The stories behind the buildings, statues and other points of interest that make Manhattan fascinating.
Tuesday, August 17, 2010
The White Horse Tavern - 567 Hudson Street
Welsh poet Dylan Thomas came to New York to narrate his play “Under Milk Wood” in 1953. Before long he was romantically involved with the play’s assistant director, Liz Reitell. The two shared an apartment in the legendary Chelsea Hotel on 23rd Street.
It was during that same year that Scottish poet Ruthven Todd changed the life of Dylan Thomas by bringing him to a blue collar bar in Greenwich Village – The White Horse Tavern.
Located on Hudson Street at the corner of 11th Street, the tavern had opened in 1880 a few blocks from the Hudson River piers. Generations of dock workers and laborers finished their day at its commodius bar crafted from a solid piece of mahogany under the pressed tin ceiling. It immediately became Thomas’s drinking spot of choice.
His last visit to “The Horse,” as he called it, was on November 5, 1953. Drinking whiskey with a gusto unusual even for him, he became ill and returned to Chelsea Hotel where he fell into a coma.

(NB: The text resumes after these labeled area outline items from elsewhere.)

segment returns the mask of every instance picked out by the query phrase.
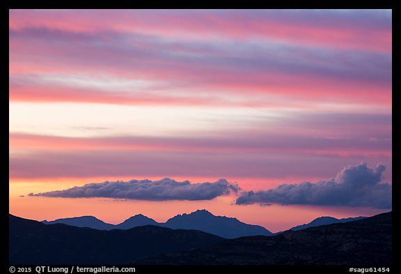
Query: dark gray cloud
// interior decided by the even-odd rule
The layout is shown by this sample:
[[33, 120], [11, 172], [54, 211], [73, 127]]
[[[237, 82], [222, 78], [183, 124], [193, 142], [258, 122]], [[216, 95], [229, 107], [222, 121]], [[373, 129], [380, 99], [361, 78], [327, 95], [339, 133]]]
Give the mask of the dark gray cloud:
[[191, 183], [188, 181], [177, 182], [168, 178], [159, 181], [131, 180], [105, 181], [74, 186], [63, 190], [29, 194], [29, 196], [45, 196], [65, 198], [109, 197], [148, 201], [211, 200], [218, 196], [237, 193], [237, 183], [220, 179], [214, 183]]
[[276, 188], [243, 192], [236, 204], [310, 204], [391, 208], [391, 184], [382, 183], [386, 167], [375, 169], [365, 162], [347, 166], [329, 181], [283, 184]]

Four days later – just six days after his 40th birthday – he died of chronic alcohol poisoning at St. Vincent’s Hospital.
The popular version of the story recounts his last words being “I’ve had eighteen straight whiskies, I believe that is a record.” The recollection of the bartender puts the number significantly lower and the authenticity of the quotation is doubtful. Nevertheless, Thomas’ passing started a pilgrimage of poets and artists to the White Horse.
The stools where longshoremen drank ale and beer were suddenly taken over by the likes of Norman Mailer, James Baldwin, Jack Kerouac, Bob Dylan and Jim Morrison. In the 1960s Beat Generation poet Alan Ginsberg drank here, along with Frank O’Hara.
Later artist Andy Warhol could be found here, as well as Frank McCourt, author of Angela’s Ashes. On the night that John Belushi died, Dan Akroyd came in around closing time and bought drinks for the house.
With the celebrities came the celebrity watchers and The White Horse became a tourist destination. The famous are protected here, though. In 2004 owner Eddie Brennan told The Villager that the staff members “take care of them, don’t make a fuss and don’t let anyone bother them.”
Photo by Dunmore Throop
Through it all the White Horse has remained remarkably unchanged. Any vintage photograph of the tavern looks nearly identical to one shot today. The three-story Victorian vernacular building is as unpretentious on the exterior as it is inside. In a surprising reversal of convention its front facade on Hudson Street -- normally the side meant to impress -- is clapboard while the 11th Street side façade is brick.
The inconspicuous tavern gained celebrity the night a renowned poet drank his last whiskey here. But the real success of the White Horse Tavern is in its atmosphere and its philosophy. As Brennan put it, “We’ve got drinkers and we take care of them.”